Staatsanwälte sind arm dran. Wenn andere Fasching feiern, sich über Büttenreden und mehr oder weniger lustige Motivwagen in Karnevalsumzügen amüsieren, müssen sie schon mal völlig humorlos prüfen, ob da nicht über Verbotenes gelacht wird. So zum Beispiel über einen Weltkrieg II Panzer aus Pappmaschee mit der unsinnigen Aufschrift „Ilmtaler Asylabwehr“, der im Faschingszug des Dörfchens Steinkirchen in der Hallertau mitrollte. Volksverhetzung! schallt es da politisch korrekt aus den meisten medialen Lautsprechern. Strafanzeigen flattern den Staatsanwälten auf den Tisch. Üble Hetze gegen Flüchtlinge, die Aufforderung, Asylanten zusammenzuschießen und was noch mehr in diesen Beitrag der Karnevalisten aus der Provinz hinein interpretiert wird.

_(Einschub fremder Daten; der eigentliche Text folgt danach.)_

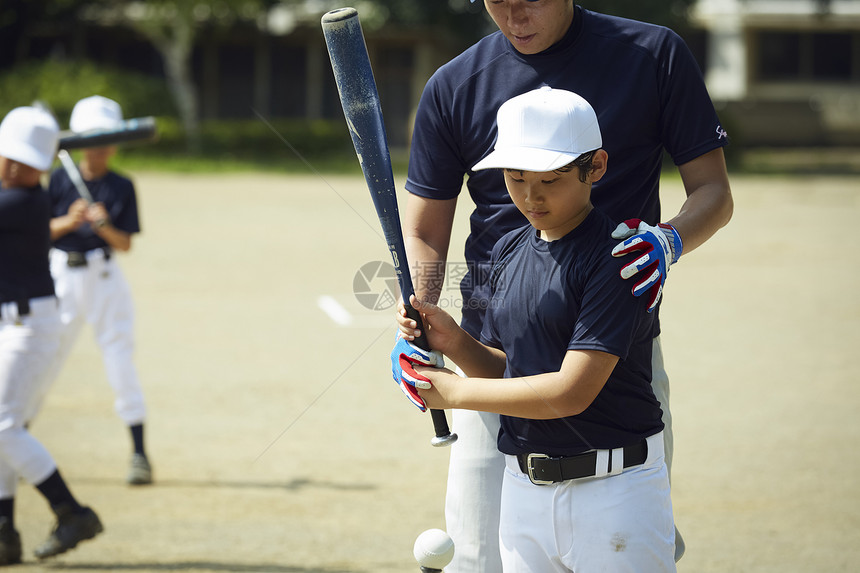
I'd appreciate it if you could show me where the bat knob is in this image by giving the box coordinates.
[430,432,458,448]
[321,7,358,24]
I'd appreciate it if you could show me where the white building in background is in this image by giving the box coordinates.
[692,0,860,145]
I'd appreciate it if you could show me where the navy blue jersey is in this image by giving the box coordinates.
[48,168,140,252]
[0,185,55,301]
[407,6,728,338]
[481,210,663,456]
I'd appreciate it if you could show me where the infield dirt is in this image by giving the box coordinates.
[12,171,859,572]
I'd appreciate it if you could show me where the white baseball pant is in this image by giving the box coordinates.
[49,248,146,425]
[499,432,675,572]
[0,296,63,498]
[444,336,673,573]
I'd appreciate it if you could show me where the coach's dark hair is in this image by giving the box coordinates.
[555,150,598,182]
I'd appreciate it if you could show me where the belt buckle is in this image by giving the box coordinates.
[67,252,87,267]
[526,453,555,486]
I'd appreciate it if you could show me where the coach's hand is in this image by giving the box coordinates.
[396,295,460,353]
[391,334,444,412]
[611,219,683,313]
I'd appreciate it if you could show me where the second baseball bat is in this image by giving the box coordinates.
[321,7,457,447]
[58,116,157,150]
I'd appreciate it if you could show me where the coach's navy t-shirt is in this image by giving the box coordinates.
[48,168,140,253]
[0,185,55,301]
[407,6,728,338]
[480,210,663,456]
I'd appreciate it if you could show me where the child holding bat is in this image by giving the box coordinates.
[47,95,153,486]
[393,88,675,572]
[0,105,104,563]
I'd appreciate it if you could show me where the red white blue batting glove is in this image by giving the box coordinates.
[611,218,683,313]
[390,334,444,412]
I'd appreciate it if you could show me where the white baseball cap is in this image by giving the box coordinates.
[0,106,60,171]
[472,86,602,172]
[70,95,123,133]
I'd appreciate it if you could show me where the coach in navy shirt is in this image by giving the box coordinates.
[395,2,734,568]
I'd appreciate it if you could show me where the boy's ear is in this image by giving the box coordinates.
[589,149,609,182]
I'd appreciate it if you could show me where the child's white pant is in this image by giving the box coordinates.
[444,337,673,573]
[499,431,675,572]
[0,297,62,497]
[50,248,146,425]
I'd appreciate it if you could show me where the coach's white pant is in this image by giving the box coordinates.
[444,337,672,573]
[50,248,146,425]
[500,432,675,572]
[0,297,62,498]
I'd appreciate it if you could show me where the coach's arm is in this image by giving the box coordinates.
[667,148,734,254]
[403,194,458,304]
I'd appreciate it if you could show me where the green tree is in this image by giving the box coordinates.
[2,0,275,153]
[372,0,695,40]
[366,0,490,48]
[363,0,696,57]
[79,0,276,152]
[578,0,696,30]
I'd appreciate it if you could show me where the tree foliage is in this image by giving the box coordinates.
[368,0,490,46]
[372,0,696,42]
[577,0,696,31]
[0,59,176,123]
[1,0,696,153]
[78,1,276,152]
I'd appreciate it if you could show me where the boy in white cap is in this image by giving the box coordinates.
[0,106,104,564]
[47,95,152,485]
[394,87,675,571]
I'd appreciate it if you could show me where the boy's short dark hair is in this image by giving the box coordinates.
[555,150,598,182]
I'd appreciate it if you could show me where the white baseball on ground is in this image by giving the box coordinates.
[413,528,455,570]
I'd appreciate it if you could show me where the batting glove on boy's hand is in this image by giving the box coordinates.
[390,334,444,412]
[611,219,683,313]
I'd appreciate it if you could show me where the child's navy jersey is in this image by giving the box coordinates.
[0,185,55,300]
[48,168,140,252]
[480,209,663,456]
[407,6,728,338]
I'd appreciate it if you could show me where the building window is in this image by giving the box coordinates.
[758,31,801,80]
[756,30,854,82]
[812,33,851,80]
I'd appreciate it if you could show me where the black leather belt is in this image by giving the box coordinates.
[516,439,648,485]
[66,248,111,267]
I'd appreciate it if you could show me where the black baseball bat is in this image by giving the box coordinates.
[58,116,157,150]
[321,7,457,447]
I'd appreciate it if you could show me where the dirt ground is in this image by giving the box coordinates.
[11,170,859,572]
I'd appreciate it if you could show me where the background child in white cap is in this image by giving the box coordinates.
[0,105,104,564]
[394,87,675,572]
[47,95,152,485]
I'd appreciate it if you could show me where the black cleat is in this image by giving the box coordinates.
[34,505,103,559]
[0,517,22,565]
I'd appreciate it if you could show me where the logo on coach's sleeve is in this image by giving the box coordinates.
[716,125,728,140]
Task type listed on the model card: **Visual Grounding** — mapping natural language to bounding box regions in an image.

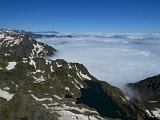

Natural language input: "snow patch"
[146,110,154,117]
[75,65,78,71]
[68,63,72,69]
[50,66,54,73]
[72,81,80,89]
[33,76,46,83]
[56,62,62,67]
[45,59,51,65]
[79,71,91,80]
[56,104,98,114]
[22,58,28,63]
[68,73,72,77]
[76,72,82,79]
[3,87,10,91]
[57,110,98,120]
[32,43,44,57]
[65,87,70,91]
[152,108,160,118]
[31,94,52,102]
[42,102,59,109]
[0,88,14,101]
[50,104,99,120]
[36,69,42,72]
[53,95,62,99]
[122,97,126,102]
[6,62,16,70]
[29,58,36,68]
[74,79,84,88]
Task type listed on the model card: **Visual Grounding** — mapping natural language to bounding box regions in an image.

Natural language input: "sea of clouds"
[36,33,160,89]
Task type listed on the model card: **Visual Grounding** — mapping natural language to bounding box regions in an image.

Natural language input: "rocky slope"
[127,75,160,119]
[0,28,156,120]
[0,29,56,58]
[0,54,134,120]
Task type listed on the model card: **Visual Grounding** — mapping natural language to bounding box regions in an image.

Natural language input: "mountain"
[0,28,156,120]
[34,31,59,34]
[127,75,160,119]
[30,31,72,39]
[0,54,150,120]
[31,32,73,39]
[0,29,56,58]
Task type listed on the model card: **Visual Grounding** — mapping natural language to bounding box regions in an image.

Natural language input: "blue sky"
[0,0,160,32]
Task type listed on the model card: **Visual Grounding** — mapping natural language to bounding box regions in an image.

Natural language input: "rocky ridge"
[0,29,56,58]
[127,74,160,119]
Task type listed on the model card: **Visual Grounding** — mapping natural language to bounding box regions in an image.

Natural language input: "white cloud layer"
[36,33,160,88]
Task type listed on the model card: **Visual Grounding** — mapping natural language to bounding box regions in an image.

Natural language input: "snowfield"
[36,33,160,88]
[0,88,14,101]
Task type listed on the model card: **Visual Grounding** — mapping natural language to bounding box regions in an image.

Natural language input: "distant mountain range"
[0,28,159,120]
[34,31,59,34]
[31,31,72,38]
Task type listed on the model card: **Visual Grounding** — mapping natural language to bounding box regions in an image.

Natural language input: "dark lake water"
[76,80,131,120]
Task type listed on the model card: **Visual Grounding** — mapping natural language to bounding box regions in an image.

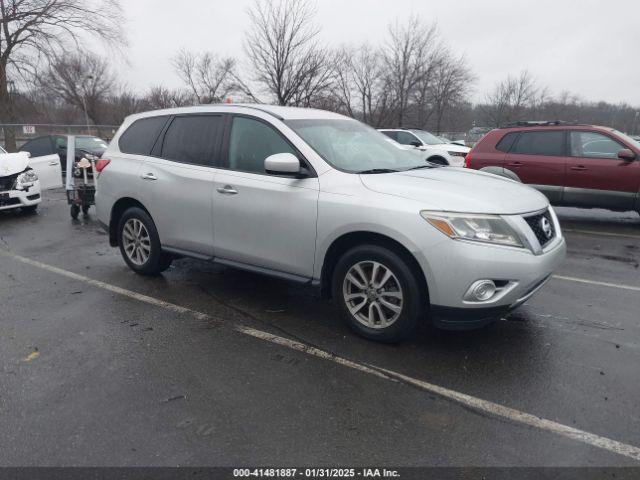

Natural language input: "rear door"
[505,129,567,204]
[141,114,224,256]
[565,130,639,210]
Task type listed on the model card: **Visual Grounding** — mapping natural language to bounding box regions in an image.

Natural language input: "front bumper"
[0,181,42,211]
[416,232,566,330]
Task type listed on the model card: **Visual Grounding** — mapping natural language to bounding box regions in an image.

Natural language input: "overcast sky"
[115,0,640,105]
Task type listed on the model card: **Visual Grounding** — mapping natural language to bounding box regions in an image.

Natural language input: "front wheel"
[117,207,172,275]
[332,244,424,343]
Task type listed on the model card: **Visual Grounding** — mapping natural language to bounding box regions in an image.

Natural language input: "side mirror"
[265,152,301,175]
[409,141,422,148]
[618,149,636,161]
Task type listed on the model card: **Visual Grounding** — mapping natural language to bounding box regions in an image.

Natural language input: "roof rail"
[500,120,587,128]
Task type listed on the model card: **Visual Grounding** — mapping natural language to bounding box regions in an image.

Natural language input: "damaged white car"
[0,151,62,213]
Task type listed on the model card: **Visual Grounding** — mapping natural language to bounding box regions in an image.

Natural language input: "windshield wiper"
[356,168,399,174]
[406,164,437,171]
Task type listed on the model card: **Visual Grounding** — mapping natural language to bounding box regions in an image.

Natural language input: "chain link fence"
[1,124,120,150]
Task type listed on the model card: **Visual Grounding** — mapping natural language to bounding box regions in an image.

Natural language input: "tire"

Die Staatsanwälte werden sich natürlich mit § 130 StGB befassen müssen. Diese Strafvorschrift hat natürlich das im Visier, was in ihrer Überschrift steht, die Volksverhetzung. Allerdings setzt das voraus, daß in einer Weise, die geeignet ist, den öffentlichen Frieden zu stören, gegen eine nationale, rassische, religiöse oder durch ihre ethnische Herkunft bestimmte Gruppe, gegen Teile der Bevölkerung usw. zum Haß aufgestachelt und zu Gewalt oder Willkürmaßnahmen aufgefordert wird, oder das ganze die Menschenwürde der genannten Gruppen in den Dreck zieht. Nach ganz allgemeiner Auffassung der Juristen hat die Vorschrift, wie schon ihr erster Satz zeigt, die Wahrung des öffentlichen Friedens als Schutzgut. D.h., Geschmacklosigkeiten, dummes Gerede etc. fallen durch den Rost. Um den öffentlichen Frieden zu gefährden, muß viel mehr passieren. Vor allem aber ist natürlich auch ein Strafgesetz im Lichte der Verfassung auszulegen, die nun einmal die Meinungsfreiheit schützt. Und hier sind wir bei der Satire. Was darf Satire? Die Antwort lautet mit Tucholsky: Alles! Wie war das noch mit den Mohammed- Karikaturen? Und wie war das eigentlich mit Charlie Hebdo? Betrachtet man gerade die Karikaturen dieses französischen Satiremagazins, dann fällt einem gerade als Jurist doch hin und wieder § 130 oder 166 (Beschimpfung von Religionsgemeinschaften) StGB ein. Indessen wird weder in Frankreich noch in Deutschland ein Staatsanwalt mit einer Ausgabe dieses Satiremagazins in der Hand eine Ermittlungsakte gegen seine Redakteure anlegen lassen.
Man kann vielleicht noch fragen, ob Satire ein bestimmtes Maß an intellektueller Qualität haben muß. Das ist eine gefährliche Frage. Da kommen wir ins Geschmäcklerische. Man muß auch, das mag jetzt arrogant klingen, auch den einfachen Leuten ihrer Art von Satire lassen. Bös gemeint war es sicher nicht.
Mein Rat: keine Aufregung! Laßt die Gouvernanten Gouvernanten sein und gönnt den Staatsanwälten ihre Freizeit!